Keeping up with the Nassers – June 2015
As I mentioned in my previous post, materialism plays a heavy role in Lebanese society. Here, “keeping up with the Joneses” takes on an entirely new dimension. Appearance is important; your reputation is everything.
Wedding on the Beirut corniche (cwirtanen/Flickr Commons)
Lebanese women are famous for being beautiful. A few years back, when I told a taxi driver in Cairo I was visiting from Beirut, he immediately remarked, “Ahhhhhh the Lebanese women are the most beautiful in the world”. This reputation does not come without great effort on the part of the Lebanese women: they frequent beauty salons with the same enthusiasm their male counterparts exude for sports cars and the World Cup. Plastic surgery is so utterly common that banks give out loans for those seeking enhancements out of their price ranges. When I was at university here, back-to-school season in the autumn and the post-Christmas break brought a sea of bandages as those recovering from recent surgeries walked to class.
I was confused at the number of young men with bandaged noses and bruised eyes until I realised they were recent plastic surgery patients
This pressure does not just affect young Lebanese women. I was initially quite confused at the number of young men walking around with bandaged noses and bruised eyes until I realised they were recent plastic surgery patients. I still remember my first couple of weeks wandering around Beirut thinking to myself, “My goodness, young men seem to be getting into a lot of sports accidents here.”

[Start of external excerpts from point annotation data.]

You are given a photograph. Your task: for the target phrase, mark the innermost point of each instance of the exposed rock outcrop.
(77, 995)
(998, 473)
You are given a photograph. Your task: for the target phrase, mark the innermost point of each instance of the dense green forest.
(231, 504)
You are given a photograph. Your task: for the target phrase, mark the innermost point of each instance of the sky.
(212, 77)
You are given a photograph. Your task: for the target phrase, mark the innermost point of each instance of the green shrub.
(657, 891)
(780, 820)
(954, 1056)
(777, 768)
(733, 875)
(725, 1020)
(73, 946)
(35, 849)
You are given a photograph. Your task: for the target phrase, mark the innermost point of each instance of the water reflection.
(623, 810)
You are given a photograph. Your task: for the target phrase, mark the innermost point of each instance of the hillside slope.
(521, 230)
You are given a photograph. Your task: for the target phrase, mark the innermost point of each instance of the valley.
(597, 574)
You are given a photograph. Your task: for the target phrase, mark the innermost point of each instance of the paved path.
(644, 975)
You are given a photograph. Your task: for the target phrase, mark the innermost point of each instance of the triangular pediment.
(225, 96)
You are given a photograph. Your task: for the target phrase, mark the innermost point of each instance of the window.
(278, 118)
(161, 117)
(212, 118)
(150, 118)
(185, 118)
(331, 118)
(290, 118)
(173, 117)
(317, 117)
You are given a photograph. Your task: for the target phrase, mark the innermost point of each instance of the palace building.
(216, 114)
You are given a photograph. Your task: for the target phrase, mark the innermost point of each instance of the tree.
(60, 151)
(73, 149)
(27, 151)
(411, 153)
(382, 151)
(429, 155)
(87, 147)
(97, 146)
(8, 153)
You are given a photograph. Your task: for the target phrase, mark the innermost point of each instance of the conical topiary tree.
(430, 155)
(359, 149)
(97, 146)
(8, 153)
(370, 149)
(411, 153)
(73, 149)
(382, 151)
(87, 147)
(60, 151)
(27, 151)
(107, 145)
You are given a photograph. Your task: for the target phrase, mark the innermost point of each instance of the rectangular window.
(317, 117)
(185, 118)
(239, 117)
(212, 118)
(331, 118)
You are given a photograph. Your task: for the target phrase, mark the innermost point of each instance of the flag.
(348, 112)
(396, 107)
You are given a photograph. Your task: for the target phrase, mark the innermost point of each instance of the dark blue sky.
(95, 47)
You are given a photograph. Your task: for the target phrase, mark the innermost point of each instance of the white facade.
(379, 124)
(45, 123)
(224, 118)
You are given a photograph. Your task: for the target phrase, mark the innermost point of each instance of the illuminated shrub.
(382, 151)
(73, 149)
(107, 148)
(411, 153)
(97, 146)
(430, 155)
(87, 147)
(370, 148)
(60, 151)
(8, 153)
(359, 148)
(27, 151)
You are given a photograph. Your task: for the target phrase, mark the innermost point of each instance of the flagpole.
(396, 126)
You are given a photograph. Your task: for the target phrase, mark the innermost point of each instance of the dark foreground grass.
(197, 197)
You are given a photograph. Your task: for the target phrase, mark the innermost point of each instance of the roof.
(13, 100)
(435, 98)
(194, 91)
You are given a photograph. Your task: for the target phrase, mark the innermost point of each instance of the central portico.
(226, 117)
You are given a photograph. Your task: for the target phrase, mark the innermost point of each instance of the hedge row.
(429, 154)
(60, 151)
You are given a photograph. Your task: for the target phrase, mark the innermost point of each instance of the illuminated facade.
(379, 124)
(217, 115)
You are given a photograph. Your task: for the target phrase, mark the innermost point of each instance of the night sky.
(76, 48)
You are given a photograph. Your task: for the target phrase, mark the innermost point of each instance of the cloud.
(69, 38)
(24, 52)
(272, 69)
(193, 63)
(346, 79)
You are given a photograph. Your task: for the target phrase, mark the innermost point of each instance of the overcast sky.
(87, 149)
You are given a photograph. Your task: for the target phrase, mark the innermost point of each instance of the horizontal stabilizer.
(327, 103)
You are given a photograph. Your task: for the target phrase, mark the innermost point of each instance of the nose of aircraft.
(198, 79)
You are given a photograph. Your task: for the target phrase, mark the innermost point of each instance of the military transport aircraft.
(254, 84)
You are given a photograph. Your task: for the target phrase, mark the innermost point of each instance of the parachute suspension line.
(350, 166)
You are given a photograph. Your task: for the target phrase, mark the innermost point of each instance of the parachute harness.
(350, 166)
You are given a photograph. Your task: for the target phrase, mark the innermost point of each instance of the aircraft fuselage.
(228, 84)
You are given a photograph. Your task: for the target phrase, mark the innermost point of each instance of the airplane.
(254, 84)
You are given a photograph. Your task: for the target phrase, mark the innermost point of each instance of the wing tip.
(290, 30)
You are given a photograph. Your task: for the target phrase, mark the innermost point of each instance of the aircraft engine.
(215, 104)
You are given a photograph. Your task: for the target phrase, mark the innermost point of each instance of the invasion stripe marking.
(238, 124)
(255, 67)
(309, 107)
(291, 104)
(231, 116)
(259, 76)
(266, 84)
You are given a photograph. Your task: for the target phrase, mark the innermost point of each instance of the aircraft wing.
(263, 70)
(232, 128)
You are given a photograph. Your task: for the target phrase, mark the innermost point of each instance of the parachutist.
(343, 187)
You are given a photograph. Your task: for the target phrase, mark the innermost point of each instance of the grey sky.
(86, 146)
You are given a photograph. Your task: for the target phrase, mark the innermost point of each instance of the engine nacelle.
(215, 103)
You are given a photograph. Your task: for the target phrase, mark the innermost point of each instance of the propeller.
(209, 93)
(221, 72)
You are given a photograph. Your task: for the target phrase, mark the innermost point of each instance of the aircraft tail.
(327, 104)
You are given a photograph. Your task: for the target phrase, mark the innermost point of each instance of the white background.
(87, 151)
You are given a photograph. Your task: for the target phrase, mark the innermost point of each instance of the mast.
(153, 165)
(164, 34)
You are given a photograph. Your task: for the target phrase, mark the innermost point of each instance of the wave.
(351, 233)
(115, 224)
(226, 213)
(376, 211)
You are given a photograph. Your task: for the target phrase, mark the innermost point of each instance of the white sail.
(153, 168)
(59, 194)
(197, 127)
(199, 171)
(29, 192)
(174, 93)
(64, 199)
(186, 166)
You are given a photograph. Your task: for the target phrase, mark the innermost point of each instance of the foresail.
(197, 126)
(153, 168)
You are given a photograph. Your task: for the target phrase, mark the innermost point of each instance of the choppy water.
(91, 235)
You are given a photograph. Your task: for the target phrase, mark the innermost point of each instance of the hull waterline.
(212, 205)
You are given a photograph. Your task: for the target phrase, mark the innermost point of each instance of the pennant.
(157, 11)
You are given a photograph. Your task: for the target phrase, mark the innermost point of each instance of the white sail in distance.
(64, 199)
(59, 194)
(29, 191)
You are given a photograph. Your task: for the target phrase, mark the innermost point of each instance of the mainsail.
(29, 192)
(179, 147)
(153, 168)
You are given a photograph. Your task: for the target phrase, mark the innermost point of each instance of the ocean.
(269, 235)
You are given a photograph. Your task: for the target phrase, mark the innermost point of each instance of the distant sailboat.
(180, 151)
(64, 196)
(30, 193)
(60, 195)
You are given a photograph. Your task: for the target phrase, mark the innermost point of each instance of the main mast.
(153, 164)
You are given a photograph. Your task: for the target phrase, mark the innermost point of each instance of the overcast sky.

This societal emphasis on appearance is also found outside of the salon. It affects what car you drive, how your apartment is decorated, what you wear to each of the 50 weddings you attend every summer (Lebanese women usually wear full evening gowns to wedding receptions, similar to prom dresses in the US). Lebanese, both women and men, are always well dressed. Wearing flip flops or tracksuit bottoms in public, even for a quick trip to the mini market, is unimaginable. Wearing a full face of makeup to the gym is not unusual. Lebanese streets are filled with potholes, crumbling pavements and honking, swerving taxi drivers, none of which stop Lebanese women from doing everything from picking up their children from school to extensive shopping trips in the highest heels they own.
Honour and shame culture
I believe that this obsession with physical appearance and materialistic consumerism originates in the Lebanese “Honour and Shame” culture which places reputation and pride on the highest pedestal and forms the tight, controlled familial bonds of a country that sometimes feels more like one large village than a nation state. This “Honour and Shame” culture is not always something negative. It is the source for the famous Arab hospitality and generosity, and acts as a moral force that promotes and celebrates strong family ties.
Ties to home
However, it also fosters an emphasis on reputation and appearance with the added weight of the Lebanese familial networks (that often seem more like clans than extended families). Your actions, your house, your car do not just indicate your own success or excellent reputation: all of these choices carry the name of your extended family. “What will the neighbours think?” is no light exclamation. The Lebanese all maintain a strong connection with their home village, partially through a government system surprisingly similar to that of the Roman Empire in which Joseph and Mary were required to return to Joseph’s ancestral village of Bethlehem for the census. Even if you live far outside of your home village, word will always travel back. A close friend once told me that she was very worried because she had gone on a date the previous night with a potential suitor in Beirut and a distant cousin spotted them together. She was convinced he had already called everyone back in their mountain village to tell them what he had seen.

From a national perspective, the Lebanese in some sense are proud of their appearance-driven society. The Lebanese love to brag about their “cosmopolitan” country, their capital, Beirut, often referred to as the “Paris of the Middle East”. All Lebanese study Arabic, English and French in school and historically most educated Lebanese have been fluent in all three although these days English is edging out French. In contrast to the majority of Arab countries, most Lebanese wear Western clothes, go to pubs in the evenings with their friends, ski all winter, and perfect their tan lines all summer at the beach.
Cosmopolitanism is in many ways a self-fashioning performance, a way for the Lebanese to separate themselves from their more conservative neighbours. Lebanese women in particular are expected to live out and fashion themselves around this cosmopolitan ethos and the well-known and well-advertised (by the ever enterprising Lebanese Ministry of Tourism) beauty of Lebanese women is a source of national pride – hence my cab driver’s reaction back in Egypt. Taking part in the culture of materialism, “keeping up with the Nassers”, is in some sense not only a familial duty, but a unifying element of national pride for a country that rarely agrees on anything.